GraphIBPBasicTheorems

Basic theorems about the graph-level IBP engine:

• A Valid predicate for interval boxes (lo ≤ hi componentwise).
• Preservation of validity for core interval ops (add/sub/relu) and runtime monotone-activation IBP.
• Validity of the linear/matmul IBP rules (derived from the existing ibp_linear_sound_real proof).

def NN.MLTheory.CROWN.Box.getScalar {n : ℕ} (t : Spec.Tensor ℝ (Spec.Shape.dim n Spec.Shape.scalar)) (i : Fin n) : ℝ

Extract the underlying scalar value at index i from a vector tensor.

def NN.MLTheory.CROWN.Box.Valid {n : ℕ} (B : Box ℝ (Spec.Shape.dim n Spec.Shape.scalar)) : Prop

Componentwise validity of a 1D interval box: lo ≤ hi for every coordinate.
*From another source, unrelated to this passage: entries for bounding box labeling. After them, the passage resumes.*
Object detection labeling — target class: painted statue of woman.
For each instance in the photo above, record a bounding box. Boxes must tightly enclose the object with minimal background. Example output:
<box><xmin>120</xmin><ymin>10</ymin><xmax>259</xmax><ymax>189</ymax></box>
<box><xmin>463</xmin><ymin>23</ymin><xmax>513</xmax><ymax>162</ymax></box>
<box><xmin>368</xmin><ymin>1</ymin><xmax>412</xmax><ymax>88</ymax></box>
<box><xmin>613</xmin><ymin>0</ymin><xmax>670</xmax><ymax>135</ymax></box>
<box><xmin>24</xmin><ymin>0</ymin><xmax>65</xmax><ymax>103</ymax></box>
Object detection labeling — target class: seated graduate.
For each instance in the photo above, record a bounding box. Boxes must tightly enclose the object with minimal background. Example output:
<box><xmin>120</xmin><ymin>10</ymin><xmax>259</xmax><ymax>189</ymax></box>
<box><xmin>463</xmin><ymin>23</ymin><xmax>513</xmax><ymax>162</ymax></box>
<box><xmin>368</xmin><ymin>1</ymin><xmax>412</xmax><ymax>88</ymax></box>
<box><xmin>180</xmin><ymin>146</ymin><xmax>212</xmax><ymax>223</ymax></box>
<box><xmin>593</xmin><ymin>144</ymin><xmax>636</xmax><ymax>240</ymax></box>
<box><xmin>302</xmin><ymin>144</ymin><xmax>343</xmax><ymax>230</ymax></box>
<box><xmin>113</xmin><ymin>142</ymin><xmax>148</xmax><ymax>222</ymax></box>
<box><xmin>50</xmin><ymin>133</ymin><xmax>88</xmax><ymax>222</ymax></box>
theorem NN.MLTheory.CROWN.Box.valid_of_contains {n : ℕ} (B : Box ℝ (Spec.Shape.dim n Spec.Shape.scalar)) (x : Spec.Tensor ℝ (Spec.Shape.dim n Spec.Shape.scalar)) (hx : B.contains x) : B.Valid

If a box contains any point, then it is componentwise valid (lo ≤ hi).

theorem NN.MLTheory.CROWN.Box.contains_lo_of_valid {n : ℕ} (B : Box ℝ (Spec.Shape.dim n Spec.Shape.scalar)) (hB : B.Valid) : B.contains B.lo

A valid box contains its lower endpoint lo.

theorem NN.MLTheory.CROWN.Box.valid_castBoxDim {n n' : ℕ} (h : n = n') (B : Box ℝ (Spec.Shape.dim n Spec.Shape.scalar)) (hB : B.Valid) : (Graph.castBoxDim h B).Valid

Validity is preserved by (definitional) casts of the vector dimension.

theorem NN.MLTheory.CROWN.Graph.FlatBoxTheorems.valid_toFlatBox_real {n : ℕ} (B : Box ℝ (Spec.Shape.dim n Spec.Shape.scalar)) (hB : B.Valid) : (toFlatBox n B).Valid

Converting a valid Box into a FlatBox preserves validity.

theorem NN.MLTheory.CROWN.Graph.FlatBoxTheorems.valid_ofFlatBox_real (B : FlatBox ℝ) (hB : B.Valid) : (ofFlatBox B).Valid

Converting a valid FlatBox into a Box preserves validity.

theorem NN.MLTheory.CROWN.Graph.FlatBoxTheorems.valid_box_add_real (B1 B2 : FlatBox ℝ) (h1 : B1.Valid) (h2 : B2.Valid) : (box_add B1 B2).Valid

Validity is preserved by interval addition on FlatBox (over ℝ).

theorem NN.MLTheory.CROWN.Graph.FlatBoxTheorems.valid_box_sub_real (B1 B2 : FlatBox ℝ) (h1 : B1.Valid) (h2 : B2.Valid) : (box_sub B1 B2).Valid

Validity is preserved by interval subtraction on FlatBox (over ℝ).

theorem NN.MLTheory.CROWN.Graph.FlatBoxTheorems.valid_box_relu_real (B : FlatBox ℝ) (hB : B.Valid) : (box_relu B).Valid

Validity is preserved by ReLU-IBP on FlatBox (over ℝ).

theorem NN.MLTheory.CROWN.Graph.Theorems.ibp_linear_valid_real {m n : ℕ} (W : Spec.Tensor ℝ (Spec.Shape.dim m (Spec.Shape.dim n Spec.Shape.scalar))) (xB : Box ℝ (Spec.Shape.dim n Spec.Shape.scalar)) (bB : Box ℝ (Spec.Shape.dim m Spec.Shape.scalar)) (hxB : xB.Valid) (hbB : bB.Valid) : (IBP.linear W xB bB).Valid

Validity of the IBP.linear transfer rule (over ℝ).

theorem NN.MLTheory.CROWN.Graph.Theorems.graph_ibp_linear_valid_real (id : ℕ) (ps : ParamStore ℝ) (Xin : FlatBox ℝ) (hXin : Xin.Valid) : match ibp_linear id ps Xin with | none => True | some Bout => Bout.Valid

Validity of the graph-level linear IBP rule (over ℝ), if the parameters are present.

theorem NN.MLTheory.CROWN.Graph.Theorems.graph_ibp_matmul_valid_real (id : ℕ) (ps : ParamStore ℝ) (Xin : FlatBox ℝ) (hXin : Xin.Valid) : match ibp_matmul id ps Xin with | none => True | some Bout => Bout.Valid

Validity of the graph-level matmul IBP rule (over ℝ), if the parameters are present.